Abruptly, Rone clamped a hand on her wrist, bringing her to a halt. As she looked up at him he put a finger to his lips for silence, then nodded toward her door.
“Did you leave the light on in your room?” he asked, his voice pitched just above a whisper.
“I don’t think so,” she said with a slow shake of her head.
Taking the key from her hand, he eased to the door and inserted it in the lock. Joletta started forward, but he indicated with a quick one-handed gesture that he wanted her to stay back.
The light went off inside the room.
Rone immediately shoved the door open. He swung back for a cautious instant, then, a fraction of a moment later, plunged around the door frame and dived into the room. There came a hard grunt, followed by the shuddering thud of bodies slamming into a wall. A chair overturned with a skidding thump. Feet scuffled. Voices cursed in breathless strain.
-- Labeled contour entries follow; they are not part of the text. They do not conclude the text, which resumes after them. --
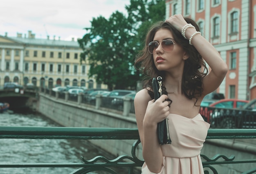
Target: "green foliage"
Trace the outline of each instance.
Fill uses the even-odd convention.
[[[85,29],[87,33],[78,41],[83,51],[80,61],[90,65],[89,76],[110,89],[135,89],[140,80],[135,59],[150,25],[164,20],[165,14],[164,0],[148,1],[131,0],[126,7],[127,17],[116,11],[108,19],[93,18],[91,27]]]

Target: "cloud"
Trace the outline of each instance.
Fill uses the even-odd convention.
[[[124,12],[130,0],[1,0],[0,35],[31,30],[37,38],[82,38],[92,18],[106,18],[117,10]]]

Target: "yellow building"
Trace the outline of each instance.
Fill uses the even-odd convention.
[[[80,63],[82,52],[74,39],[38,39],[30,31],[27,37],[19,33],[9,37],[6,33],[0,36],[0,86],[10,81],[50,88],[56,85],[106,88],[88,76],[89,66]]]

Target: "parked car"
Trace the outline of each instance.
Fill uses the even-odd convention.
[[[68,90],[68,93],[70,94],[76,95],[79,93],[82,92],[84,93],[84,90],[80,88],[72,88]]]
[[[238,115],[237,109],[242,109],[243,106],[249,102],[247,100],[237,99],[221,99],[210,105],[208,107],[203,109],[201,108],[200,114],[205,121],[211,124],[212,127],[237,128],[234,122],[231,121],[234,118],[231,116]]]
[[[36,87],[35,86],[34,83],[27,83],[25,85],[25,88],[26,89],[35,89],[36,88]]]
[[[249,100],[236,99],[221,99],[209,105],[220,108],[242,108]]]
[[[201,106],[209,106],[210,105],[214,103],[216,101],[215,100],[203,100],[201,102]]]
[[[59,86],[58,87],[54,87],[52,89],[53,91],[55,91],[55,92],[59,91],[61,92],[62,91],[63,91],[67,89],[66,87],[63,87],[61,86]]]
[[[112,105],[121,108],[124,105],[124,99],[125,97],[134,97],[135,94],[136,92],[134,91],[114,90],[110,92],[107,97],[113,98],[111,100]]]
[[[96,99],[96,95],[102,95],[103,96],[107,96],[110,93],[110,91],[105,90],[95,91],[90,93],[85,96],[86,100],[89,103],[94,102]]]
[[[4,84],[4,89],[14,89],[16,88],[22,89],[23,87],[16,82],[5,82]]]

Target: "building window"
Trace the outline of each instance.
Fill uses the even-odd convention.
[[[70,72],[70,65],[66,65],[66,72],[67,73]]]
[[[77,65],[74,65],[74,74],[76,74],[77,73]]]
[[[20,51],[16,49],[15,50],[15,56],[18,56],[20,55]]]
[[[37,57],[37,51],[34,51],[34,57]]]
[[[10,62],[6,62],[6,65],[5,69],[7,71],[9,71],[10,70]]]
[[[230,53],[230,69],[235,69],[236,67],[236,52]]]
[[[14,70],[16,71],[19,70],[19,62],[15,62],[15,67],[14,68]]]
[[[82,74],[85,74],[85,65],[82,66]]]
[[[177,13],[177,8],[178,8],[178,5],[177,4],[177,3],[174,4],[173,4],[173,15],[174,15],[175,14],[176,14]]]
[[[229,85],[229,98],[236,98],[235,85]]]
[[[25,56],[26,57],[28,57],[29,56],[29,50],[26,50],[25,51]]]
[[[44,72],[45,70],[45,64],[42,63],[41,65],[41,68],[42,72]]]
[[[185,14],[186,15],[190,13],[190,0],[185,0]]]
[[[50,72],[53,72],[53,64],[50,64],[50,69],[49,70]]]
[[[231,13],[231,33],[238,32],[238,13],[234,11]]]
[[[200,29],[202,35],[204,36],[204,22],[198,22],[198,27],[199,27],[199,29]]]
[[[58,73],[61,72],[61,65],[58,65]]]
[[[198,0],[198,10],[204,9],[204,0]]]
[[[33,71],[36,71],[36,63],[34,63],[33,64]]]
[[[75,59],[77,59],[78,57],[77,53],[75,53]]]
[[[27,72],[29,71],[29,63],[25,63],[25,71]]]
[[[220,3],[220,0],[213,0],[213,5],[216,5]]]
[[[213,37],[220,36],[220,18],[216,17],[213,19]]]

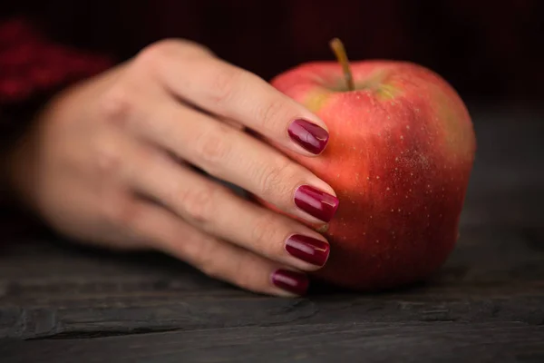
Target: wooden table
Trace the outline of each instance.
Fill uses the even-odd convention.
[[[160,255],[5,240],[0,361],[544,362],[544,118],[474,119],[461,240],[428,283],[287,299]]]

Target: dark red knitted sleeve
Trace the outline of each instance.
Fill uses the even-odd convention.
[[[2,160],[13,143],[24,133],[34,114],[55,93],[112,64],[113,61],[105,55],[51,40],[26,18],[0,19]],[[5,206],[6,178],[5,168],[0,166],[0,206]],[[0,226],[4,232],[5,223],[11,225],[9,220],[13,219],[14,213],[4,208],[0,211]]]
[[[0,23],[0,107],[89,77],[111,64],[106,56],[50,41],[24,18],[9,19]]]

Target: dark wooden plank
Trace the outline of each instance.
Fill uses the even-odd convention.
[[[46,260],[37,270],[24,264],[0,268],[12,276],[0,280],[1,336],[83,337],[354,319],[544,324],[544,250],[508,230],[463,230],[458,249],[426,284],[381,294],[330,293],[318,287],[300,299],[241,291],[168,258],[131,260],[50,248],[46,252],[41,247],[55,258],[34,255]]]
[[[93,339],[0,341],[3,362],[541,362],[544,326],[365,323],[354,319],[137,334]]]
[[[161,255],[5,240],[0,360],[542,361],[544,123],[486,117],[459,244],[427,283],[277,299]]]

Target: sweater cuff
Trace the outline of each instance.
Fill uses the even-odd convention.
[[[65,87],[112,64],[103,54],[55,44],[24,18],[0,23],[0,107]]]

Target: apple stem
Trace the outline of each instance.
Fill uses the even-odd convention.
[[[330,42],[330,46],[336,55],[336,59],[342,65],[342,70],[344,71],[344,78],[345,79],[345,83],[347,84],[347,89],[349,91],[355,91],[355,85],[354,84],[354,77],[351,73],[351,69],[349,67],[349,60],[347,59],[347,54],[345,53],[345,48],[344,47],[344,44],[338,38],[334,38]]]

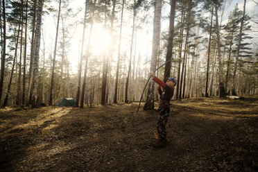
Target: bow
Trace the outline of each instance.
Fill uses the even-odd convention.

Joletta ran forward. Just inside the room, she paused. There was the acrid lime harshness of an unfamiliar aftershave on the cool mountain air coming through the open window with its raised blind. In the light coming from the street, she saw two figures like dark, struggling shadows.
Her reaction was instinctive. She reached for the overhead light switch.
Brightness exploded in the room. A man in black with a ski mask over his head swung his head toward Joletta. He growled, then wrenched violently away from Rone and leaped toward the window. He sprang to the sill, hovered a split second on one knee, then jumped.
Rone sprinted to the casement, leaning to look out. Joletta ran to join him. All she saw was a dangling rope that still swayed against the brown plaster of the outside wall. It came from the roof two stories up, and ended near the ground that was two stories below.
“Gone,” Rone said.
There was disgust and anger in his voice. Joletta sent him a brief glance before she looked back at the rope. “A cat burglar,” she said in hollow tones. “I can’t believe it.”
He spun around, his gaze moving swiftly over the room. Folding his arms, he said, “Try harder.”
She turned slowly. The room was a shambles, with drawers pulled out, the contents of her suitcase dumped on the floor and its lining ripped out, mattresses off the beds and springs hanging from the frames, the duvets torn open. Down stuffing covered everything with its feathery softness, blowing, rolling into gentle drifts in the cool draft from the window.
“Dear God,” she whispered, her arm closing protectively around the heavy purse hanging from her shoulder, the purse that contained the journal.
“Right,” Rone said in agreement, his eyes narrowing as he watched her. “Now, tell me one more time about your terrible luck?”
THE HOTEL MANAGER, VIEWING THE
destruction of Joletta’s room, was aghast, apologetic, and affronted. Such a thing had never happened before in any hotel he had managed. Theft, yes, but not this wanton violence. He could not imagine why it should have occurred now; such a thing was foreign to the nature of his countrymen. The young lady was not, of course, Swiss. Was it possible that she had angered someone from her own tour group?
The manager’s attitude did nothing to help Joletta’s feelings. Her experience so far on this trip made her reluctant to report the incident, especially since she had no intention of going into details concerning the journal or her family. Rone had insisted, however, and there was the damage to hotel property to be considered.
The police, when they arrived, were efficient and not unsympathetic. They wrote a thorough report of the damage, took down the description of the intruder, and promised an exacting search. They were unable to hold out much hope for capturing the man, however; the random nature of most hotel break-ins made them difficult to trace.